The Mornings

Early morning bokeh

Picture Credit: Kevin Dooley

“Any sorrow, upon the morrow, must surely fade away. For there is naught, that can’t be sought, upon a bright new day” – Mary Marks

My Dad was ‘The Man’ of the home, what he said went, no negotiation, no family discussion, no consideration for how other people might feel. I learnt from a very early age to accept this. For example, tiptoe around the house when he was sleeping, especially if he had been drinking the night before.

I vaguely remember my brother and I waking up early most mornings, walking quietly to the TV room and we would watch cartoons for what felt like hours.

The thing that would wake us up so early is my Dad’s long wee in the toilet. Door wide open and the sound of a long, long wee, followed by the biggest fart you’ve ever heard. The sound would echo through the house. I never lay their annoyed until I was much older, as a child it was simply time to sneak to the TV room and watch cartoons. I felt happy.

Then, later in the morning Dad would have his shower. And afterwards walk back to his bedroom naked. I would see my Dad’s penis daily, he didn’t care that I was looking. I would often hear Mother yell out, “cover yourself” or “get a towel” or “kids, don’t look” and he would just keep walking, ignoring her.

As I grew into my teens, he would make sure there was a clear pathway, then do the naked dash to his bedroom. It was at this point I knew him better.  As soon as I heard the shower stop, I knew to make myself scarce. Whatever I was doing I’d make sure that I was around a corner, or in my room. Then I’d wait, sometimes I’d stand quietly and wait for 5 minutes until he was definitely in his bedroom.

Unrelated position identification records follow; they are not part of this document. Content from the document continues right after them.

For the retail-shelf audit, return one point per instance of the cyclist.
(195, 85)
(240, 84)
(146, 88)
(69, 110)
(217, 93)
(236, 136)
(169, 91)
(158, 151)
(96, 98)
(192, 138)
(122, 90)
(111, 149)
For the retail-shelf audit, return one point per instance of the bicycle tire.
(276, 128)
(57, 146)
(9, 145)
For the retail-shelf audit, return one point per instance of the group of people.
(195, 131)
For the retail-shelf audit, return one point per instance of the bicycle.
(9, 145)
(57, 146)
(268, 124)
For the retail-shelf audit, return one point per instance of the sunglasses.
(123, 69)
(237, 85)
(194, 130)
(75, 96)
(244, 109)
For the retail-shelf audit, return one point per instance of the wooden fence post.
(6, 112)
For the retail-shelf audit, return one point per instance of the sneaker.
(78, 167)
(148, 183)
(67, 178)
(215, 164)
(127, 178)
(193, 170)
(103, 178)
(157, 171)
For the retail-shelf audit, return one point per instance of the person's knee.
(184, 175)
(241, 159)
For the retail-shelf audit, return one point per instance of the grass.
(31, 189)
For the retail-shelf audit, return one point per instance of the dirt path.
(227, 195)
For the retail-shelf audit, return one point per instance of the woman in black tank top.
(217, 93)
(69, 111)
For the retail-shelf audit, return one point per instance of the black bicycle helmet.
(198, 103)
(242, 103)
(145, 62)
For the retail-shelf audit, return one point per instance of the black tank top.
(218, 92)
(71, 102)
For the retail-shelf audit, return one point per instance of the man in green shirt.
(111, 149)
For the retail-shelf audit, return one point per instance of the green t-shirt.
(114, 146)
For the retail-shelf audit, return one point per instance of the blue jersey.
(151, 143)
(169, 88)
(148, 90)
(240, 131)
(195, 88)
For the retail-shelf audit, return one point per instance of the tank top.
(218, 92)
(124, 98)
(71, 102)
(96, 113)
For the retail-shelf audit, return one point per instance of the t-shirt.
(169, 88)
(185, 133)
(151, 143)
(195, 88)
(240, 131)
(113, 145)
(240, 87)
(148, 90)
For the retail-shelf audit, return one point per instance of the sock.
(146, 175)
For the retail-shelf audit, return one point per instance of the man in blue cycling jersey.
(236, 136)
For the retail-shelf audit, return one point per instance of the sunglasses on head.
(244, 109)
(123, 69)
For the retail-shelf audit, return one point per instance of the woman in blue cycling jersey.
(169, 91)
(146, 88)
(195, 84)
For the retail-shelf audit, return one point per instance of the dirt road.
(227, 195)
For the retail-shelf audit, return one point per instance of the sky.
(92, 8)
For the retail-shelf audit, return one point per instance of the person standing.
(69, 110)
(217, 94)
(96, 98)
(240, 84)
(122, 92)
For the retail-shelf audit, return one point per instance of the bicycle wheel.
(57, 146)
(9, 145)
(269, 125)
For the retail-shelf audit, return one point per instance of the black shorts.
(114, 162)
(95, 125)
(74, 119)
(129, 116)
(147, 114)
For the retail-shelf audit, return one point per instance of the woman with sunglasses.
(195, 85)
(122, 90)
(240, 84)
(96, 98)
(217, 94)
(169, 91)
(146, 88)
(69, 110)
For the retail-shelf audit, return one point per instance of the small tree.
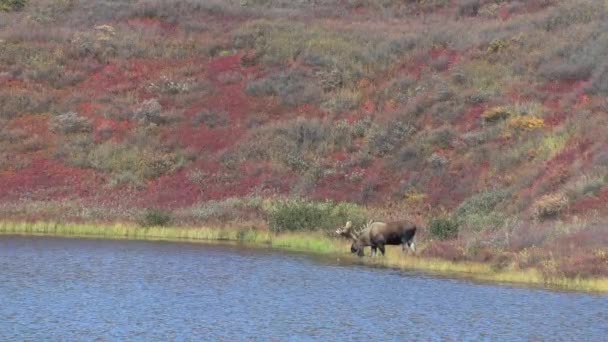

One morning when I was much older, either 14 or 15. I went to have a shower at the time Dad normally had his shower. He came in the bathroom and did his morning shave, the glass was opaque so he wouldn’t have been able to see me naked. Then, I yelled out, “I need to get out now can you leave?”

Expecting he would leave I turned the water off. He didn’t leave. He let me stand there and did not pass a towel over for what felt like an eternity. Perhaps, this was his way of telling me to never interrupt his morning ever again. And I didn’t.